João Gonçalves 23 Set 06

Queria dedicar-me neste fim-de-semana à "cultura" e aos jornais que, sem ofensa, são uma saudável - quando são - manifestação da dita. Todavia, o post anterior suscitou comentários que merecem ser comentados em duas linhas. Para mim, o mandato deste PGR foi indigente e mal explicado. Em nenhum lugar ponho em causa a seriedade e a integridade intelectuais de Souto Moura. Apenas não tinha jeito e, a partir de certa altura, não deve ter assimilado bem por que caminhos estava a entrar. Se tivesse entrado, se o tivessem deixado entrar, provavelmente o regime teria de fechar as portas. O mal dele foi, justamente, ter aquela mania de falar à saída das portas.
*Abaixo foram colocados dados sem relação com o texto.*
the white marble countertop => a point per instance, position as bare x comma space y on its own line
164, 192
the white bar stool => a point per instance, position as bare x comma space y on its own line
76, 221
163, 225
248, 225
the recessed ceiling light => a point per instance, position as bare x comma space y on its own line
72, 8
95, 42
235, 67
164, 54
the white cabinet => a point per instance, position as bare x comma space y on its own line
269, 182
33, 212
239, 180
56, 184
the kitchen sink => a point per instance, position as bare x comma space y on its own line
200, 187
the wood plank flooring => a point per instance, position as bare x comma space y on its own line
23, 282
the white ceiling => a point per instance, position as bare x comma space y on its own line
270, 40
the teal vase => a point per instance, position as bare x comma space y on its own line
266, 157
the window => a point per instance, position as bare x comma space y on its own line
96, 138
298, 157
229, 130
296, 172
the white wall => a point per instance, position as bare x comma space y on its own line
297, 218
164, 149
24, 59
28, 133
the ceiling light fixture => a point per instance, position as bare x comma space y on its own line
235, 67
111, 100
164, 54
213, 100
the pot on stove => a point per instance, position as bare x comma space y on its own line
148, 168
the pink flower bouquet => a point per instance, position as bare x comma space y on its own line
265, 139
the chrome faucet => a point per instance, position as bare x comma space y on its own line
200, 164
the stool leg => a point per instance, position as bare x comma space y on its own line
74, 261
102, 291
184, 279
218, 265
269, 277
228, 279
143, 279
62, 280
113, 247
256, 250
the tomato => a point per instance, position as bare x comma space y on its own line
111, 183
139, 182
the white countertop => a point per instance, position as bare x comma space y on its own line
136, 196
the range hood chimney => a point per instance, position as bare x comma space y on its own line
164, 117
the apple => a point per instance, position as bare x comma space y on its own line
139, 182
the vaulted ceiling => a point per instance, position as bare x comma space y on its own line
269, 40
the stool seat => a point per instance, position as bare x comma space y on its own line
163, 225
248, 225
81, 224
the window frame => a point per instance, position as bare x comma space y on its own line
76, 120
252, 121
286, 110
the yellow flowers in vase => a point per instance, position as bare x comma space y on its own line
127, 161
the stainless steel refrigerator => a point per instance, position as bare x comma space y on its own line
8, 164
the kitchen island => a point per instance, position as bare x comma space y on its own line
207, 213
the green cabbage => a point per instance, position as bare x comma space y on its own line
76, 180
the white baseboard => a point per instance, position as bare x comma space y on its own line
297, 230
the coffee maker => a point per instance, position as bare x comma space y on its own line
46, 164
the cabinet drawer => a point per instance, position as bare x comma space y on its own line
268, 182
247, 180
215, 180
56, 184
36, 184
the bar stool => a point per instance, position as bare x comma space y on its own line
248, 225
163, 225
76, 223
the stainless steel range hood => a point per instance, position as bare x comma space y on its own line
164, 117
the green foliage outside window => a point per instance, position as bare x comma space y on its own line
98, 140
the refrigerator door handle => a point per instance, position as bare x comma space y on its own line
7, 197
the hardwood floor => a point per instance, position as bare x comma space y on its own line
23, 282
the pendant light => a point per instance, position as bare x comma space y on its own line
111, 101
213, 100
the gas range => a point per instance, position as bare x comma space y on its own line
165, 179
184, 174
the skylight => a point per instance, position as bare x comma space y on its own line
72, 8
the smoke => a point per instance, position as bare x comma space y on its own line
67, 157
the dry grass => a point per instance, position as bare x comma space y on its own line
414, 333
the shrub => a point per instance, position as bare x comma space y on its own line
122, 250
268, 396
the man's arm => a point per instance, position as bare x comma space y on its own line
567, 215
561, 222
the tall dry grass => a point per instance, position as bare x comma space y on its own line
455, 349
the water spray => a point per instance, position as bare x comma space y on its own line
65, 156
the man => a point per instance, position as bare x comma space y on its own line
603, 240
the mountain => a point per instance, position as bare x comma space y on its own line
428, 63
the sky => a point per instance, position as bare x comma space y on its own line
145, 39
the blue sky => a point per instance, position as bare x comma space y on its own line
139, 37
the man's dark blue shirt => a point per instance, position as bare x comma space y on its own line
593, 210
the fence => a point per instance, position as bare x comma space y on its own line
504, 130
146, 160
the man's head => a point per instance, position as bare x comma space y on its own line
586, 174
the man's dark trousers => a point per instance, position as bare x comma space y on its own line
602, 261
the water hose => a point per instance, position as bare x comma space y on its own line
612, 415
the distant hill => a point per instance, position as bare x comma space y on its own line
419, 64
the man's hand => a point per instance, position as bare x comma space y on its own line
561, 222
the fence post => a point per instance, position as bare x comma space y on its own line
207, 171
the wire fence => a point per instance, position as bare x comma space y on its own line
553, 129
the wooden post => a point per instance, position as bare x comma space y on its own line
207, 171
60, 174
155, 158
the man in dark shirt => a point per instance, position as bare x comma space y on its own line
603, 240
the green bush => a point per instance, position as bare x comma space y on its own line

Por outro lado, não soube pôr ordem nos seus hierarquizados e, por tabela, deu lastro a infantilidades que, na justiça, se pagam demasiado caras. Quando refiro "mal explicado", penso nele e na política. Existiu uma complacência mútua entre a PGR, a política e outras "forças vivas da nação"- tem existido sempre, aliás, e não é por acaso que as musas do governo para a justiça, Rui Pereira e outros, queriam uma "justiça especial" para os "especiais" e foi assinado um "pacto"- que lá mais para diante, em memórias sérias, talvez alguém possa explicar. Agora não porque o regime tem de continuar.